Quantitative flow ratio (QFR) allows for the functional assessment of stenosis on par with fractional flow reserve (FFR) but doesn’t require a guidewire, an international group of researchers reported in the Journal of the American Heart Association.
FFR has recently become recognized as the gold standard of physiological assessment of intermediate coronary stenosis, wrote lead author Jelmer Westra and colleagues. Armed with this knowledge, clinicians can make better decisions about whether to perform percutaneous coronary intervention (PCI) or not.
But uptake of FFR remains poor internationally, the authors noted, leading to interest in ways to approximate FFR using existing techniques such as coronary CT angiography and conventional coronary angiography.
QFR is a computation of FFR based on a 3D reconstruction of the stenotic vessel rendered from two intra-procedure angiographic projections. In this analysis of 317 vessels from 272 patients with stable angina, QFR demonstrated better agreement with FFR than two-dimensional angiography for identifying significant vessel obstruction. Significant obstructions were defined as below 0.80 for FFR and QFR and above 50 percent diameter stenosis upon angiography.
Using FFR as a reference, the sensitivity and specificity of QFR for detecting stenosis was 86.5 percent and 86.9 percent, respectively. The corresponding values for angiography were 44.2 percent and 76.5 percent. Also, the area under the receiver curve was 0.92 for QFR versus 0.64 for angiography.
“We showed that QFR is superior to standard quantitative coronary angiography in evaluating coronary artery stenosis,” wrote Westra, with Aarhus University Hospital in Denmark, and colleagues. “QFR may extend the access to physiology‐based guidance when access to pressure wires is limited by financial restrictions or inexpedient reimbursement systems.”

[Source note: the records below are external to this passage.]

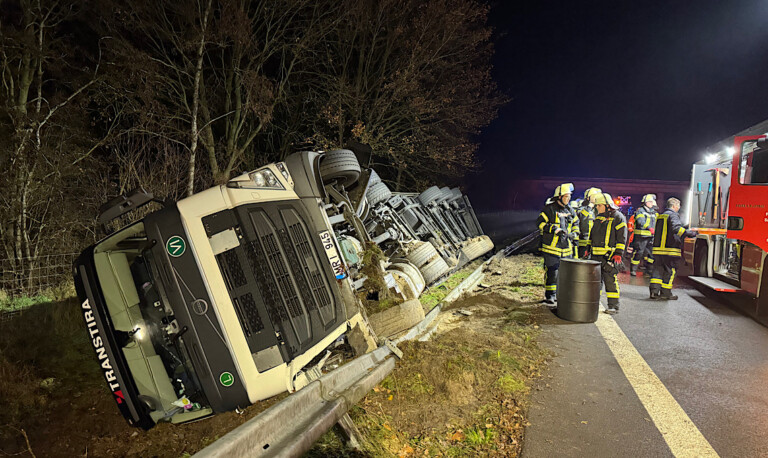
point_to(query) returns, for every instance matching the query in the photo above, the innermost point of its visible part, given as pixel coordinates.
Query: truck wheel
(433, 270)
(477, 247)
(411, 272)
(447, 194)
(429, 196)
(378, 193)
(397, 319)
(423, 253)
(407, 288)
(700, 260)
(375, 178)
(340, 166)
(410, 218)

QFR was not only feasible in a clinical setting but faster to calculate than FFR, which typically relies on computational fluid dynamics.
“Inherited limitations of these methods may exist related to generating theoretical boundary conditions to create a ‘one‐size‐fits‐all,’ and to long computation time for blood flow simulations,” the authors wrote. “To our knowledge, the FAVOR II studies using QFR present the first data supporting that real‐time computation of FFR is feasible, fast, and accurate in patients with stable angina pectoris and applicable stenosis.”
Westra et al. found most of the mismatches between FFR and QFR at the 0.80 cutoff fell closely on either side of that threshold, where the benefit of treatment would likely approach the PCI-related event rate. However, they said randomized trials are needed to evaluate whether QFR calculation leads to noninferior clinical outcomes versus FFR in patients with intermediate stenosis.